I have been reflecting more and more on a story that a faculty member told our class in the second year of medical school. It was a simple anecdote told in passing to explain one way to distinguish a syncopal episode from a seizure. However, now that I am closer to the end of medical school than the beginning, the final scene it paints in my mind has the feeling of summation and closure that all transitions deserve.
He began, “When evaluating the cause of a transient loss of consciousness, it can be helpful to ask witnesses what kind of activity they saw. Did the patient slump over and ease themselves to the ground, fall like a rock, or shake all over and become incontinent of urine?”
Here, he smiled to himself.
“Another way to tell is to look at how the crowd reacts to someone having a transient loss of consciousness (TLOC). When someone has a syncopal episode, people often run toward the person to catch them as they fall. When someone has a seizure, people run away from the person. Seizures are violent, and it can be quite startling if you don't realize what is happening.”
At this point, the class looked a bit skeptical.
“Several years ago, I was in the grocery store and saw this play out exactly. I was in a crowded aisle, and the man to my left began to seize. It knocked lots of items off the shelf and made lots of noise. I was focused intently on the man, but when I glanced up, I noticed the crowded aisle was deserted.

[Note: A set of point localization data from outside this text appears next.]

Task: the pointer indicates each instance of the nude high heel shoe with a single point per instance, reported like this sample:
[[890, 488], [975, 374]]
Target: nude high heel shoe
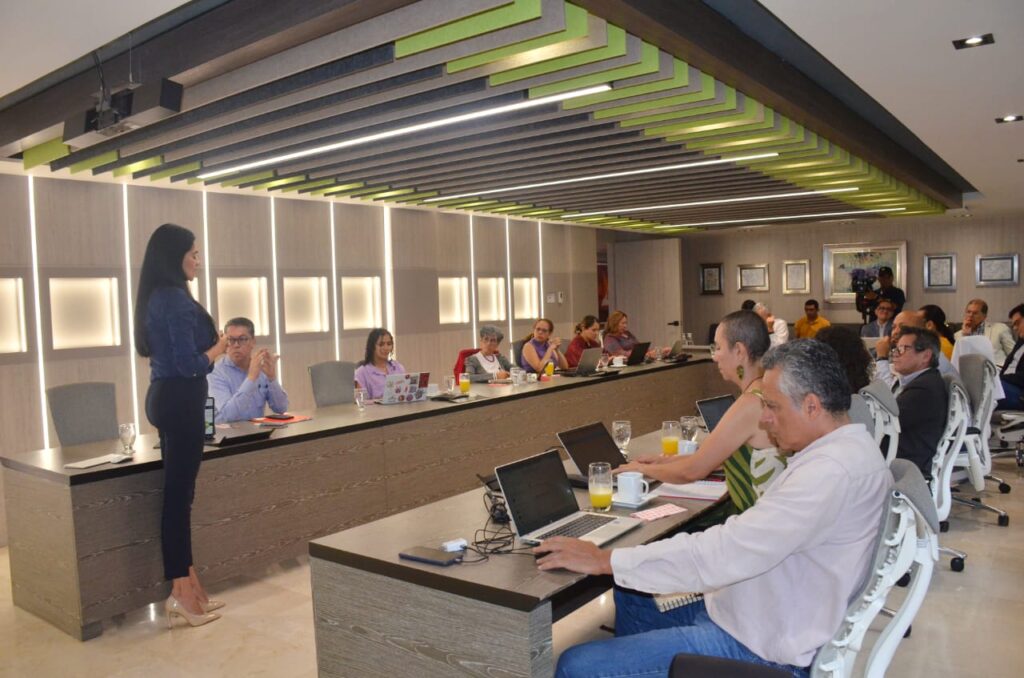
[[174, 607]]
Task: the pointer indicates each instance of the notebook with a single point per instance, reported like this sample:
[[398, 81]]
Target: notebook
[[542, 503]]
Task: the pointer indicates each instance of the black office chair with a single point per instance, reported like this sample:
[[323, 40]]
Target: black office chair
[[697, 666]]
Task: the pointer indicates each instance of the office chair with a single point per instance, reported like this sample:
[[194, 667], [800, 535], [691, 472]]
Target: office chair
[[333, 382], [84, 413]]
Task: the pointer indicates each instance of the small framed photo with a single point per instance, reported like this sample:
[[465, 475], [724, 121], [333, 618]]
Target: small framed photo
[[995, 269], [711, 279], [797, 277], [940, 272], [752, 278]]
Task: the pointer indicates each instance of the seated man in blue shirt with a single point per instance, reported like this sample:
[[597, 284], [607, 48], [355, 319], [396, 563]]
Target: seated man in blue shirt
[[246, 379]]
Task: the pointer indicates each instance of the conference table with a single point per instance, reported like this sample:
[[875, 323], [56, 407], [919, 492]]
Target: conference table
[[378, 615], [84, 545]]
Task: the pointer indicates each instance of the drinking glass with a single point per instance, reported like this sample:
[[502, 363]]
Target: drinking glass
[[671, 432], [622, 431], [126, 432], [599, 482]]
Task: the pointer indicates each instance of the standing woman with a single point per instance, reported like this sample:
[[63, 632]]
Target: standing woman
[[181, 342], [377, 364]]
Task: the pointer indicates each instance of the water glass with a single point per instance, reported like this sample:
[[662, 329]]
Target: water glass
[[599, 483], [126, 433], [671, 432]]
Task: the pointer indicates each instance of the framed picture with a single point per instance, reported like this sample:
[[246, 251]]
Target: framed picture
[[752, 278], [940, 272], [711, 279], [995, 269], [847, 268], [797, 277]]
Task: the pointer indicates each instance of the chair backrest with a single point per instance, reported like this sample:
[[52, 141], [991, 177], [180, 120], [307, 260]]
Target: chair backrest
[[333, 382], [84, 413], [885, 413], [460, 362], [907, 541]]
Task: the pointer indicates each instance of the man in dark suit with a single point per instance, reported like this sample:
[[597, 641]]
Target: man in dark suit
[[1012, 373], [921, 394]]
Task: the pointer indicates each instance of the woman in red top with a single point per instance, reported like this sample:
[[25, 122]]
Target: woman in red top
[[587, 332]]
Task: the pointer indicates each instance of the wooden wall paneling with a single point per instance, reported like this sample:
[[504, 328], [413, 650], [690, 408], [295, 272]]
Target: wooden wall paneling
[[303, 250]]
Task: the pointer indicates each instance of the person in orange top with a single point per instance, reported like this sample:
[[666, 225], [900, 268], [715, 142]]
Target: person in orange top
[[811, 323]]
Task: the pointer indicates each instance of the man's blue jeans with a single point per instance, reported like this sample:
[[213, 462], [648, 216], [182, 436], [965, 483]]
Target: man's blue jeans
[[646, 640]]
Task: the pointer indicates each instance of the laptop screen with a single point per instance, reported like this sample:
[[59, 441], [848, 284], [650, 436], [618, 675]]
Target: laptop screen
[[591, 443], [537, 491], [714, 409]]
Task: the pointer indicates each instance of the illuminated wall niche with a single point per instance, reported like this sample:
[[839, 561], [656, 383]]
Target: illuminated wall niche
[[491, 297], [453, 300], [12, 332], [84, 312], [305, 304], [244, 297], [360, 302]]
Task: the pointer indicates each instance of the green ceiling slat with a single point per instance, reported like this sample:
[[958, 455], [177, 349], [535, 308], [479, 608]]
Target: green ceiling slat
[[614, 46], [169, 171], [576, 28], [44, 153], [648, 64], [680, 79], [469, 27], [148, 163]]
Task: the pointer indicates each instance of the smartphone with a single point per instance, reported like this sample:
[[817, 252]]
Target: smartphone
[[431, 556]]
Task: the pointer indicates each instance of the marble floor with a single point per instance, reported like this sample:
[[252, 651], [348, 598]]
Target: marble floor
[[970, 624]]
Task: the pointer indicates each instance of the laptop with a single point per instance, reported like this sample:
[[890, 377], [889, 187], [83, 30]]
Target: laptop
[[542, 503], [408, 387], [713, 409]]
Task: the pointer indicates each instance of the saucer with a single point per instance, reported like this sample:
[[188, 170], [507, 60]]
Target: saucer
[[644, 499]]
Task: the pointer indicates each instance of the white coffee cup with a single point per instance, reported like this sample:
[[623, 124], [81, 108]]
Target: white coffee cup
[[632, 486]]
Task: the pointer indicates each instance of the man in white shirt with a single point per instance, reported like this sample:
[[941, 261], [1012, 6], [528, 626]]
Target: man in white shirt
[[778, 330], [777, 578], [975, 325]]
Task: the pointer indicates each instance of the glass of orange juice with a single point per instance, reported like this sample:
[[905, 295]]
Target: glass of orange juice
[[599, 481], [671, 431]]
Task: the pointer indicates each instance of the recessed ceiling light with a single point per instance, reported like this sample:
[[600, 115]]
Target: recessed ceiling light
[[401, 131], [974, 41]]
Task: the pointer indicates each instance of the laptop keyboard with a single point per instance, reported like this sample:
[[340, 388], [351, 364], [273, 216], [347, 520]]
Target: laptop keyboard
[[578, 527]]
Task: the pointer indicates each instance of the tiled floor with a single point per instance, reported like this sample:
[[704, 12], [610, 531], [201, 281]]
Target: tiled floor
[[971, 623]]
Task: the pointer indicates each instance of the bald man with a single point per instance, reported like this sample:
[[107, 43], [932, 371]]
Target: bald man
[[883, 368]]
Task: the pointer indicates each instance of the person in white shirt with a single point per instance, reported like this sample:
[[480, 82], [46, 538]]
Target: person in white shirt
[[777, 578], [778, 330], [976, 325]]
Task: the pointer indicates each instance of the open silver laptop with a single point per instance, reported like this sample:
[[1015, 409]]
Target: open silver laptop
[[542, 503]]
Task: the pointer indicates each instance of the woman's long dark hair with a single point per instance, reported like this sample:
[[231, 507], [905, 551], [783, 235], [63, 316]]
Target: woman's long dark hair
[[162, 267], [372, 339]]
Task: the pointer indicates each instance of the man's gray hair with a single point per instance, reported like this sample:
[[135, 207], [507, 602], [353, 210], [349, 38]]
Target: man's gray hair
[[491, 331], [807, 367]]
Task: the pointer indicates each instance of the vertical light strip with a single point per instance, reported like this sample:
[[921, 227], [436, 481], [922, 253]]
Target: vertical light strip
[[39, 313], [389, 276], [131, 309], [273, 273], [206, 255], [472, 281], [540, 262], [508, 278], [334, 287]]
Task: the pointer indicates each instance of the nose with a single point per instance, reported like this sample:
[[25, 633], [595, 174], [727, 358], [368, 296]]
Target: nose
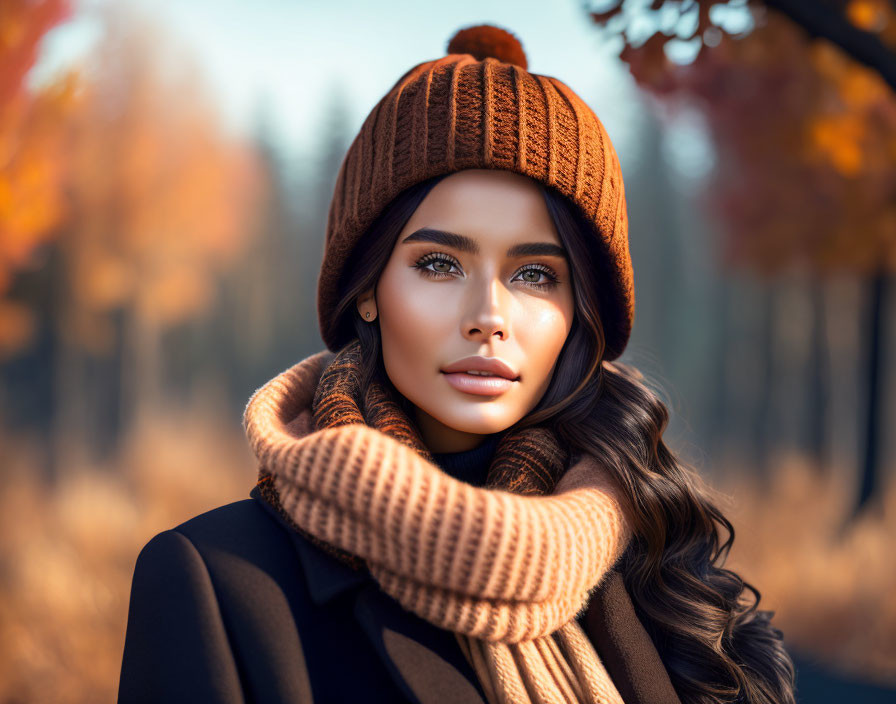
[[487, 313]]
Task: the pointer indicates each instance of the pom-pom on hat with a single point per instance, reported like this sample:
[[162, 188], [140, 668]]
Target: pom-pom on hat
[[479, 107]]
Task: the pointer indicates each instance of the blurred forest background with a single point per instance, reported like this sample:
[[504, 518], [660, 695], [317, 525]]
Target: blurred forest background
[[157, 266]]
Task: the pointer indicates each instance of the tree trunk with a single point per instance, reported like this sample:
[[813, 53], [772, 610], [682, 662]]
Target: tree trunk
[[876, 340], [818, 382]]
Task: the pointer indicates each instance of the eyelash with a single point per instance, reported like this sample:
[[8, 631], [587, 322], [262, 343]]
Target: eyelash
[[428, 259]]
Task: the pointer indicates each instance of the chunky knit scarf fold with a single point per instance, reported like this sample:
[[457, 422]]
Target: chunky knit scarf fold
[[506, 567]]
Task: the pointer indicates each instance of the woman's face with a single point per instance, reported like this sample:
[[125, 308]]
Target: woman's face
[[477, 272]]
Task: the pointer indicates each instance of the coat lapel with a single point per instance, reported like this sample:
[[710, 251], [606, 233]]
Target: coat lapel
[[424, 661]]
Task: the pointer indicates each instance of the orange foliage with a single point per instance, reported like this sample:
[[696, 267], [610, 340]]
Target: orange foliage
[[827, 578], [67, 551], [160, 195], [31, 154], [806, 138]]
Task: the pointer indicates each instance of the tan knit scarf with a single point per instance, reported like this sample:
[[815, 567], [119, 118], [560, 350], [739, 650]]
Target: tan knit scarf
[[506, 567]]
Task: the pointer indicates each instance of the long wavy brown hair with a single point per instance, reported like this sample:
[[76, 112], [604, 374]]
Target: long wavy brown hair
[[714, 642]]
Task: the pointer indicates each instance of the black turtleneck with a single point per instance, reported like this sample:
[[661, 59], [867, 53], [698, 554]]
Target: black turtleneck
[[470, 466]]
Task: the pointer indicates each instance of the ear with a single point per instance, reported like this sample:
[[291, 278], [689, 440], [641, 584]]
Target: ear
[[366, 305]]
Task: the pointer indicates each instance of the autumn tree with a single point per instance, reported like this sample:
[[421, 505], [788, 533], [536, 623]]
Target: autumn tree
[[803, 117], [160, 200], [31, 156]]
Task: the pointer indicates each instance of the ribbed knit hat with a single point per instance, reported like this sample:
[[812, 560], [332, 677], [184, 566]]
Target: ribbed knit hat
[[479, 108]]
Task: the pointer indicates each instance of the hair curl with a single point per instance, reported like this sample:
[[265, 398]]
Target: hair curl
[[714, 643]]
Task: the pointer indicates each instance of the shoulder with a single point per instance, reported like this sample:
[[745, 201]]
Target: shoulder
[[232, 542]]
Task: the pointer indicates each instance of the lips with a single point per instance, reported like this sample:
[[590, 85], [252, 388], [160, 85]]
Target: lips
[[491, 365], [501, 376]]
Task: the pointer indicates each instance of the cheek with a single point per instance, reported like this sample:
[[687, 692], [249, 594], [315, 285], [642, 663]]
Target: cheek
[[411, 315], [543, 335]]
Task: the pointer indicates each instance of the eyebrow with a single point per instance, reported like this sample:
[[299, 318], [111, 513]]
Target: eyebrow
[[466, 244]]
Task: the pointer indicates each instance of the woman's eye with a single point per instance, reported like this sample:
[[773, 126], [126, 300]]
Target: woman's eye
[[531, 276], [435, 265], [440, 266]]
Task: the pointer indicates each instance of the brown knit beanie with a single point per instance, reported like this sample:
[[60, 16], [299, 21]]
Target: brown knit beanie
[[479, 108]]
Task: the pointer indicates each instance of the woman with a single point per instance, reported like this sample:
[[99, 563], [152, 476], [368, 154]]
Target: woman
[[464, 499]]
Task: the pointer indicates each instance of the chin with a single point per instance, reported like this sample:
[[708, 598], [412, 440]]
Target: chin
[[473, 420]]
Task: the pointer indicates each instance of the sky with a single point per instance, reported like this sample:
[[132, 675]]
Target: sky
[[290, 55]]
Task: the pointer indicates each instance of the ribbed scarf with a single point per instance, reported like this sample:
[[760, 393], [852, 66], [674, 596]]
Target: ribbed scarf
[[506, 567]]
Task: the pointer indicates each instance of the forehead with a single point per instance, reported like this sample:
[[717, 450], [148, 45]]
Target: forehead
[[487, 205]]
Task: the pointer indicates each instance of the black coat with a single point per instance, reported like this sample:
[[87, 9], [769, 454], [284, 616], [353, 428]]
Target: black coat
[[221, 610]]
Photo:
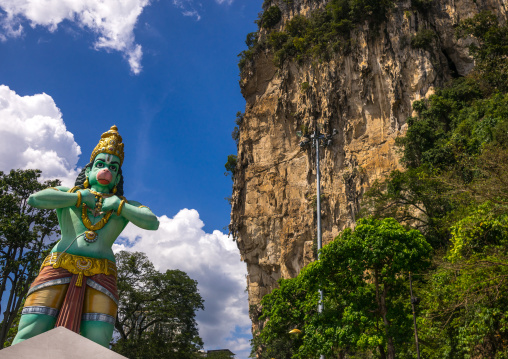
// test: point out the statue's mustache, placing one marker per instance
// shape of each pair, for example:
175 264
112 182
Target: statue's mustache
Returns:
104 177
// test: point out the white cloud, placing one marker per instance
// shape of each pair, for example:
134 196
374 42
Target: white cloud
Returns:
188 8
227 2
113 21
33 135
210 258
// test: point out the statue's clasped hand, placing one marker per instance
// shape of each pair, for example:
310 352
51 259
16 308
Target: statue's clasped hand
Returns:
111 203
88 198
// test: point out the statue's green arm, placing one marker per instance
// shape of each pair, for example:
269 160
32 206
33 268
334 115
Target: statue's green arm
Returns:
52 198
140 215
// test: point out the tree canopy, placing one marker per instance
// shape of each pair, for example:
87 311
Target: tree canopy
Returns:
454 191
156 313
26 234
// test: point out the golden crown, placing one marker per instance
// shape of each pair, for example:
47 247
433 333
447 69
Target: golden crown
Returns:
110 143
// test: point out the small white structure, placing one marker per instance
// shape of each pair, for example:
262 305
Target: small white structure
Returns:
58 343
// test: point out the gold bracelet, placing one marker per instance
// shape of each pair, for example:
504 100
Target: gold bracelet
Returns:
78 203
120 206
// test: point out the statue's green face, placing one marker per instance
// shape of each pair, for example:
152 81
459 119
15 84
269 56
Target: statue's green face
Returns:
104 172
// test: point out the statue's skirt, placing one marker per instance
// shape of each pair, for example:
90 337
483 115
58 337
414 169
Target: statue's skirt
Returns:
59 293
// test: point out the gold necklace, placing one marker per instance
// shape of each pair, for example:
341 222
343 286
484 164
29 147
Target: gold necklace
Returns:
90 235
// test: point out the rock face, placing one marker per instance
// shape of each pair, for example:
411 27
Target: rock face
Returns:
366 95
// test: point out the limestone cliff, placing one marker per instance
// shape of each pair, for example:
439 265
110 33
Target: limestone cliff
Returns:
366 94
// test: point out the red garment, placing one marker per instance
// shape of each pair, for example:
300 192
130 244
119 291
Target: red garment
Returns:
69 315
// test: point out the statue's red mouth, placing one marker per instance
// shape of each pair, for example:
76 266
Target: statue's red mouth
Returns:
104 177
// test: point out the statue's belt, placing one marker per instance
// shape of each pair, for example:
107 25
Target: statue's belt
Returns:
82 266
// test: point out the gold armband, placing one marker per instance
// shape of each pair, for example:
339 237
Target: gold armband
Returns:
78 203
120 206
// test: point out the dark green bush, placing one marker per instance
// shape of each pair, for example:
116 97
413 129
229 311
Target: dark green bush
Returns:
270 17
423 39
231 166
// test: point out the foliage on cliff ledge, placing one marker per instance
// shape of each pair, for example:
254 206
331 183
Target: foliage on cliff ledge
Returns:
323 33
363 274
454 190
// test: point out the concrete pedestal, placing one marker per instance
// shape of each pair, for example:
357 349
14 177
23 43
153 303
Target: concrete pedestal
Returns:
58 343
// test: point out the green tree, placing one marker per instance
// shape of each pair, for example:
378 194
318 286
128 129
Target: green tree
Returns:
363 274
156 313
26 234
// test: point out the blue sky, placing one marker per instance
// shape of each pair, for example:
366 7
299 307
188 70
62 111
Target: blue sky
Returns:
165 72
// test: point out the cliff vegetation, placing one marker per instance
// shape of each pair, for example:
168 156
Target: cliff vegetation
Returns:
441 220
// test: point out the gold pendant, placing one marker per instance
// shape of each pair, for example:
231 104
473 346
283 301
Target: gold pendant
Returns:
90 236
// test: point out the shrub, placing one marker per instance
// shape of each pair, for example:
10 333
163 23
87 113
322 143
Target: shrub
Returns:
423 39
270 17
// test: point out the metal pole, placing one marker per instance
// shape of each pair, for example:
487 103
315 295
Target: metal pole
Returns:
318 209
414 316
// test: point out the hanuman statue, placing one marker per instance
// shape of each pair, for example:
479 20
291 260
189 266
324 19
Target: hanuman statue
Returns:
76 286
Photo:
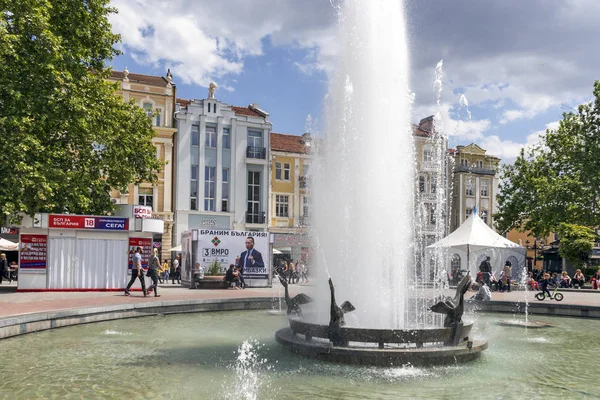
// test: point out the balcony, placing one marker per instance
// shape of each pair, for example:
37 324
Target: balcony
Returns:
474 170
304 181
304 220
431 166
258 218
259 153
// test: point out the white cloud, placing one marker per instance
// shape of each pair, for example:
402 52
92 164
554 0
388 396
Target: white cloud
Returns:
508 150
206 42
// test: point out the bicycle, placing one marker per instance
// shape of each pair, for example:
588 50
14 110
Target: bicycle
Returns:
556 295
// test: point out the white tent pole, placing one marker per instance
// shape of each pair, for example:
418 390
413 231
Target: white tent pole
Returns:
468 262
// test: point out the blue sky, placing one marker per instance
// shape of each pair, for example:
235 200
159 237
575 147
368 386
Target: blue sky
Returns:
520 64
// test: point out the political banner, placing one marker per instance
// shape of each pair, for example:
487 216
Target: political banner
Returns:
33 251
146 245
224 246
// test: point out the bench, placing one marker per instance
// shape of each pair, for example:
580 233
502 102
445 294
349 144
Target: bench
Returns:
209 282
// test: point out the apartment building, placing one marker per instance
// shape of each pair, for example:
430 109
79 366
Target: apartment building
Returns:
475 184
222 166
289 215
156 95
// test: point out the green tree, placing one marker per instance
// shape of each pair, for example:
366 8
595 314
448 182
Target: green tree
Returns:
66 139
576 243
557 181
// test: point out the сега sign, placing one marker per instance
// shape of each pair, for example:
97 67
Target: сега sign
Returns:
142 212
85 222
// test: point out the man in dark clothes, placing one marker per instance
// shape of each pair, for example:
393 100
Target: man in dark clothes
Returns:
486 268
232 276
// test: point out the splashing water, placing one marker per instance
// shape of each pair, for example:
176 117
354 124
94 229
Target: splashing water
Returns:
464 104
250 378
308 125
364 189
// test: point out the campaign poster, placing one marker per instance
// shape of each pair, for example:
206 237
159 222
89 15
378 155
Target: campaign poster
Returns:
187 256
146 245
33 251
225 245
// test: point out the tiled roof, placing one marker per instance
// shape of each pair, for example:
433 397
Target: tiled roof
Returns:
140 78
287 143
246 111
238 110
420 132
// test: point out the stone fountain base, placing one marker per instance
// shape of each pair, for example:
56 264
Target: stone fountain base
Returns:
383 347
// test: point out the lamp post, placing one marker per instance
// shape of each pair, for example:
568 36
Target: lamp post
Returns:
534 248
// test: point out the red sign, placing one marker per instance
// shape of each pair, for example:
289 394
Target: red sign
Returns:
142 211
146 245
87 222
33 251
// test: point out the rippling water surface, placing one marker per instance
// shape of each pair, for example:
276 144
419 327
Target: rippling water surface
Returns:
211 356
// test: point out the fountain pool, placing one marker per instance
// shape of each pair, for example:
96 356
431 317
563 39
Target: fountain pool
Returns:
210 356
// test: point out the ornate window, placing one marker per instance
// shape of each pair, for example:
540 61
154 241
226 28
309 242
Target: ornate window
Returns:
281 205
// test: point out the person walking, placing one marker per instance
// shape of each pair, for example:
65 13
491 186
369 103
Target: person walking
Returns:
165 272
136 271
486 268
153 267
4 271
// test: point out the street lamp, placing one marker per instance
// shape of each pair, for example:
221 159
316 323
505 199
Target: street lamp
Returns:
535 247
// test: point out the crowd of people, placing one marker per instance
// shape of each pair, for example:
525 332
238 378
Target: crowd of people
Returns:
293 272
537 279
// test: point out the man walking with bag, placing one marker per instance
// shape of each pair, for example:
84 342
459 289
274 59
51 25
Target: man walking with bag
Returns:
136 271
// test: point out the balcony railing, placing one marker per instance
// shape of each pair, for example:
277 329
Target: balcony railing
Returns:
304 220
474 170
304 181
255 218
256 152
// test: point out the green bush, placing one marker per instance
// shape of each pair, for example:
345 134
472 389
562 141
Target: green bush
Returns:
214 268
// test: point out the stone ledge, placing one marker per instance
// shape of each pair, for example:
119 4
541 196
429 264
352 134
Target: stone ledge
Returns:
29 323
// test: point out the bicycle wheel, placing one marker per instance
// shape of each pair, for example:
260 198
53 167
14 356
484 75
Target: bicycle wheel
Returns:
558 296
540 296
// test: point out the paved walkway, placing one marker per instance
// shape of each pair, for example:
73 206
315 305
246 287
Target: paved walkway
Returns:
13 303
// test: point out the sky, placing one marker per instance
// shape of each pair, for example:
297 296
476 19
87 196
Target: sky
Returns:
510 68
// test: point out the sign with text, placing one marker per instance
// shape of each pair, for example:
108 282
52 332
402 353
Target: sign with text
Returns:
87 222
33 251
225 245
142 212
7 230
146 245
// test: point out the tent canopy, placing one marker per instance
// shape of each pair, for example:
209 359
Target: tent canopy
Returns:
7 245
474 239
473 235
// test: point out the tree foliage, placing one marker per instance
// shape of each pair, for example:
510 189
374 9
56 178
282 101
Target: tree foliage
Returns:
66 139
576 243
558 180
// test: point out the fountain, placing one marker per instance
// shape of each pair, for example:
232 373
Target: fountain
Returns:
364 207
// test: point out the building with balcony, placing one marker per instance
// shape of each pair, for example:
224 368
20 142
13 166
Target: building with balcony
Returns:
433 194
289 216
475 184
222 166
156 95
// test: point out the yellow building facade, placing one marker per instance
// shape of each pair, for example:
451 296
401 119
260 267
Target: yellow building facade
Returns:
289 194
157 96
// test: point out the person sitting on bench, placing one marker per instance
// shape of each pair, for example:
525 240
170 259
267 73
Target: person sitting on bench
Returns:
232 276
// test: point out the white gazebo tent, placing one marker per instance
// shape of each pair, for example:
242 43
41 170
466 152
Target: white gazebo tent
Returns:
474 240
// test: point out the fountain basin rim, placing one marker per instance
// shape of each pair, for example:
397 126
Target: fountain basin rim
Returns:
368 335
385 357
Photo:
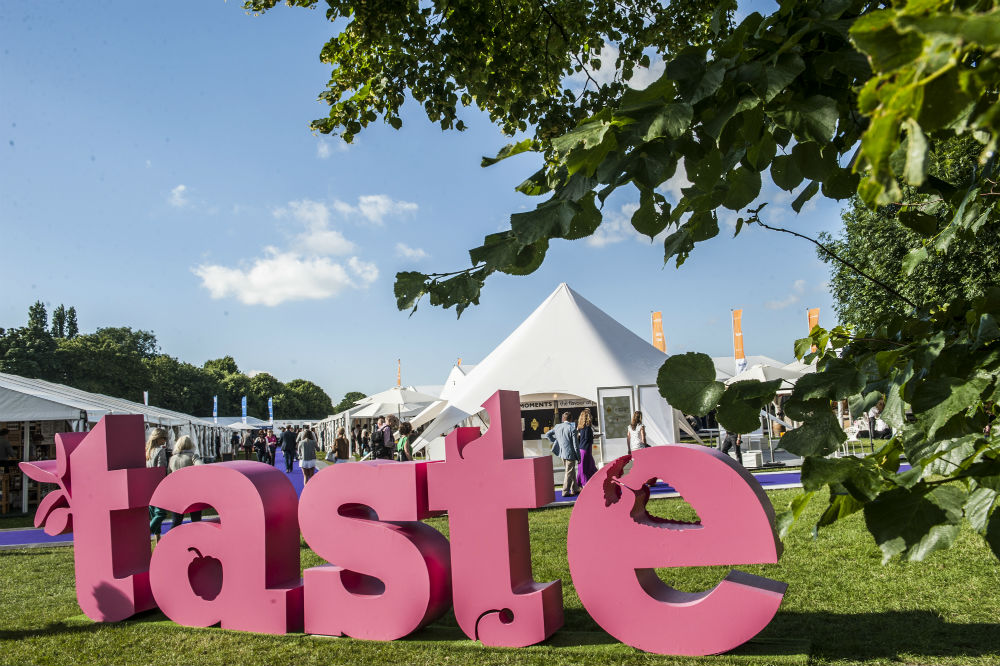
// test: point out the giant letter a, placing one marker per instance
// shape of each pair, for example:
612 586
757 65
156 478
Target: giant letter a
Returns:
487 487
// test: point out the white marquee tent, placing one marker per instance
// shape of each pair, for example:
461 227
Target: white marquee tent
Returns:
33 400
567 348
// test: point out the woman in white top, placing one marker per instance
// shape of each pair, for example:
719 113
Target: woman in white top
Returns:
185 455
636 433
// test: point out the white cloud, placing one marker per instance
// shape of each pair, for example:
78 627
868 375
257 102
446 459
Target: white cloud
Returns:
279 277
304 270
318 238
375 208
798 287
641 76
672 186
178 198
615 228
366 271
408 252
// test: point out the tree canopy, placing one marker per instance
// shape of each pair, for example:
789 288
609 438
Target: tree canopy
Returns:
122 362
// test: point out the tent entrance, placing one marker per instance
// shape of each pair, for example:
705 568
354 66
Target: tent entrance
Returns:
615 404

Shopping carts were abandoned. Purses were unattended.
Aside from me and the seizing man, the only person left was a little girl no more than 9 years old. She was standing firm, waiting to be helpful. Apparently, she didn't know enough to be scared. Doubtless she will be applying for medical school in a few years.”
Here, the skepticism was replaced with amusement. We chuckled and hoped we would have done the same in our childhoods.
“Everything was fine in the end. The man stopped seizing on his own. Me and the little girl just made sure there was nothing around him on which he could hurt himself. No need to put anything in his mouth to prevent tongue biting. Evidence shows that isn't very helpful for him and only risks a nasty hand bite on your part. The ambulance came and brought him to the hospital. Eventually, I found out he had a chronic seizure disorder and had stopped taking his medication that week, explaining the breakthrough seizure.
The point, of course, is that the history goes a long way in finding the cause of a transient loss of consciousness.”
We clapped and scurried away to return to our study holes, preparing feverishly for Step 1 with the urgency that forest animals prepare for hibernation.
Years later, that story does not come to mind because of its original intent, although it is an amusing way to recall part of the differential diagnosis for transient loss of consciousness. It comes to mind because of that final image: The doctor standing on one side of the man, large and looming after decades of experience and training; the girl on the other, armed only with enthusiasm and a giving spirit; and the patient in the middle.
That image, for me, is a summation of these last 4 years. I entered medical school to train for a profession in which I had virtually no fund of knowledge. Relative to those teaching me, I was childlike in what I knew. I had only an enthusiasm to learn so that I might one day help others, and this drove me to read and read and read. With each page and patient encounter, I have been inching my way from the child's side of the patient to the physician's. I am not there yet nor will I be when I take my diploma in May. I think I will be inching over the rest of my career, hopefully closer every day, and always with the patient at the center of things.
However, at least I know one thing: Some people run toward syncope and away from seizures; others stay regardless in order to offer help, even if they do not quite know how.